Baby died after counsel overruled social workers for 'racial justice'

Baby girl died of fentanyl overdose after meddling California lawmakers overrode social workers’ decision to take her away from drug-abuser dad

  • Three month-old Baby Phoenix died from fentanyl and methamphetamine overdose after self-confessed drug addict dad was given sole custody
  • David Castro had eight previous drug conditions, and mother Emily De La Cerda was in rehab after suffering withdrawals during labor
  • But Santa Clara County had slashed child removals to secure ‘racial justice’ 

Soft touch California lawmakers boasted about their success in slashing child removals just days before a newborn baby died from a fentanyl and methamphetamine overdose in the care of her drug-addicted dad.

Baby Phoenix was too young to eat solid food when she was poisoned by the drugs found alongside her bottle in May at the San Jose home of David Castro, despite repeated warnings from neighbors.
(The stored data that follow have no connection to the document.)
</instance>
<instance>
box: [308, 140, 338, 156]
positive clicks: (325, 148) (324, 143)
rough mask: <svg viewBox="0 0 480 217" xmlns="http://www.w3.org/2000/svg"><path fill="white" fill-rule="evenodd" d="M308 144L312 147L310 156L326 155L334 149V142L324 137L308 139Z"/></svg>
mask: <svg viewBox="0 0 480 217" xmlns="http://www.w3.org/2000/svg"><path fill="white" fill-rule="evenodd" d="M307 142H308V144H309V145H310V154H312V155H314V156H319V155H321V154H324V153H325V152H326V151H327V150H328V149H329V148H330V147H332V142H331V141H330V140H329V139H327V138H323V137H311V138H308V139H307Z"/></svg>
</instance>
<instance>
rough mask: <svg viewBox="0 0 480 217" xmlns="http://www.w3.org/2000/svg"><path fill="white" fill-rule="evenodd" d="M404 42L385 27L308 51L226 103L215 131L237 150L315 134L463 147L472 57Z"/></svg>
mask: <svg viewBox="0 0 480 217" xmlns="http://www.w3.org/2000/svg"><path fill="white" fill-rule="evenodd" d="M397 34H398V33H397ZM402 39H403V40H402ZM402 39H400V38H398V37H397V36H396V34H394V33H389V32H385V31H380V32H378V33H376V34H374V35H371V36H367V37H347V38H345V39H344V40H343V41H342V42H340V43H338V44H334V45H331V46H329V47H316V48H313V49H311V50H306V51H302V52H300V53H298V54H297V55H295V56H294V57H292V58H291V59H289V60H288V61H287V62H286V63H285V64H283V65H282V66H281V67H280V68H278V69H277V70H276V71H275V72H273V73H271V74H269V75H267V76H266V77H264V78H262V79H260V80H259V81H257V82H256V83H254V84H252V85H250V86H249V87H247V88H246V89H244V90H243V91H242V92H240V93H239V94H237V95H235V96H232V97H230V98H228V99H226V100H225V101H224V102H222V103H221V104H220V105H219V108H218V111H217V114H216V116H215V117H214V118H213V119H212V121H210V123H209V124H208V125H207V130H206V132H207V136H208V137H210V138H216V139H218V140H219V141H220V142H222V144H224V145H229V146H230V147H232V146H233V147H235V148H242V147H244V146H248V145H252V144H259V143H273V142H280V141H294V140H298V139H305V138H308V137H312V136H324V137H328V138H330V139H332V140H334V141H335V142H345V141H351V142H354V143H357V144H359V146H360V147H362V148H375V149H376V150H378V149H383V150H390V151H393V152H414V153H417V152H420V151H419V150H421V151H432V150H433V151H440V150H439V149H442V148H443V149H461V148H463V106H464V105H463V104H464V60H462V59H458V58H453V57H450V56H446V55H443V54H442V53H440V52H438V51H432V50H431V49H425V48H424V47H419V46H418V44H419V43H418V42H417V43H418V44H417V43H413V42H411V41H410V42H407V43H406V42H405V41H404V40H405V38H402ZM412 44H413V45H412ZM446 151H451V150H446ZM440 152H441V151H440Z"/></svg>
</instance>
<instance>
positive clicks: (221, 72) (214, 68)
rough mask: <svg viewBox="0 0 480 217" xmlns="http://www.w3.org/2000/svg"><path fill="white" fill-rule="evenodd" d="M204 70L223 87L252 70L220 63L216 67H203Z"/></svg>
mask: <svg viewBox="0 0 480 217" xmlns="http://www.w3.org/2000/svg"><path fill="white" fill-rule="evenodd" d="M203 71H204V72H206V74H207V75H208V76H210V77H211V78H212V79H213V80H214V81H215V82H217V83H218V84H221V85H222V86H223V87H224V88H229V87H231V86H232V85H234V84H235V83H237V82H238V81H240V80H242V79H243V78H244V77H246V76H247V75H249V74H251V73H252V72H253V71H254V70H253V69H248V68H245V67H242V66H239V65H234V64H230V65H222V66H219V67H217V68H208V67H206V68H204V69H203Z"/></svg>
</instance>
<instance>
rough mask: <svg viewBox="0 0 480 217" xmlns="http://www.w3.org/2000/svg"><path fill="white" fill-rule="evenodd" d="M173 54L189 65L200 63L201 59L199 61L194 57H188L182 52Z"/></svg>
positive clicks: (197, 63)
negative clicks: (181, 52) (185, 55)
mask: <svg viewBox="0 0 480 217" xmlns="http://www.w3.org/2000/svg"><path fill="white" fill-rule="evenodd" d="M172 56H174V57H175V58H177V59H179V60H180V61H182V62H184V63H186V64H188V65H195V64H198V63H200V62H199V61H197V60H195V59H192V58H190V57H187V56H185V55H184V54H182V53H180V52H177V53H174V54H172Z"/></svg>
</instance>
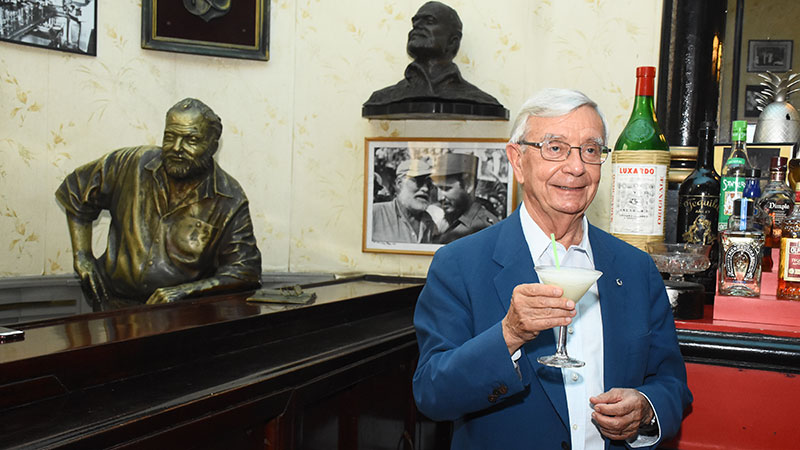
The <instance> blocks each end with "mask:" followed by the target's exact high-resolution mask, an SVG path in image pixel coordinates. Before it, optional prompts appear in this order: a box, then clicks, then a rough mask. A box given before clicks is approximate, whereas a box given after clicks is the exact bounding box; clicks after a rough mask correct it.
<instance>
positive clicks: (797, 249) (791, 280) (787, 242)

Older children had previously been removed from a man with eight earlier drug convictions, but Santa Clara County had recently changed its ‘threshold’ for removal, citing a commitment to ‘racial justice.’

Officials insisted they were unaware of ‘a single example where a child was determined to be ‘”unsafe,” and subsequently left in the care of the offending parent.’

Two weeks later, Phoenix was dead.

Baby Phoenix ‘never cried, never cried,’ a neighbor said, ‘She was beautiful’ 

Mother Emily De La Cerda was in rehab after suffering withdrawals during labor and was dead from an overdose three months after her child. Self-confessed drug addict David Castro was given sole custody of the newborn despite eight previous drug convictions and repeated warnings from neighbors

‘There’s no reason why this baby had to die,’ neighbor Nancy Wetherington told Mercury News.

‘CPS or police or someone should have stepped in and taken this baby. How did this baby skate through, a beautiful baby girl?

‘The baby should be alive.’

Castro had met the child’s mother, Emily De La Cerda, 39, at an addicts’ recovery program.

She was in drug treatment after suffering withdrawal during birth at the time of Phoenix’s death and was dead three months after her child, also from a fentanyl overdose.

The number of children removed from their families had dropped from more than 60 in August 2020 to fewer than 20 in February 2022 as the new orthodoxy took hold in Santa Clara.

By the time of Phoenix’s birth, the county was under investigation after worried social workers raised the alarm about progressive lawyers overriding child welfare decisions. 

State social services demanded answers after county whistleblowers highlighted multiple cases of children removed by law enforcement and then quickly returned. 

Those children would be ‘immediately placed back in the care of the unsafe parent’ by the county’s Department of Family and Children’s Services after intervention by the county counsel’s office,’ it was claimed. 

Steve Baron, who worked on hundreds of child abuse and neglect cases in the county, called the findings a ‘scandal.’

‘It seems like the county counsel is making decisions that really relate to the safety of the child,’ he told the East Bay Times.

‘And they’re not qualified to do that. That’s not their role.’

The county told the state its change of approach was ‘based on increasingly clear evidence demonstrating the significant and lasting trauma children experience with even brief periods of removal from their family’.

Dan Little, the director of the county’s Department of Family and Children’s Services had told his social workers in 2021 they were now expected to show commitment ‘to racial justice and to healing the historical wounds underlying disproportionate representation of children of color in the child welfare system’.

County executive James Williams, who was lead counsel until July admitted on Saturday that ‘the county dropped the ball’.

‘My opinion is that baby Phoenix shouldn’t have been in the care of the father – period.’

He confessed that the county had botched its assessment of Castro’s fitness to look after Phoenix, but refused to say if counsel had overruled social workers in the case.

‘There’s extraordinary passion, I think on all sides, he added.

‘What are the best things to do to take care of children and their families?

‘We want to improve, we want to learn, we are deeply troubled. There’s nobody I’ve talked to who isn’t incredibly affected by the death of a three-month-old baby.’

Baron, a member of the Santa Clara County Child Abuse Prevention Council, said keeping families together is an ‘idealistic goal,’ but social service agencies are ‘rolling the dice on the safety of the child.’

County executive James Williams, who was lead counsel until July admitted on Saturday that ‘the county dropped the ball’

Police who found Phoenix unconscious also found fentanyl, broken glass pipes and aluminum foil next to her bottle in the kitchen of the home on Spinnaker Way.

Castro, 38, was charged with felony child neglect and possession of a controlled substance. His case is still pending. 

‘He was open with me about it,’ said neighbor Sandra Mack who had also warned authorities. ‘He let me know he was addicted to fentanyl and he’s been doing it for a long time.

‘If you can’t take care of one child properly, how can you take care of any properly?

‘I just thought that was absurd.’

Wetherington warned other children may fall victim to the progressive policy.

‘For every child that’s dead, how many children are left in very dangerous, or high risk situations?’ she demanded.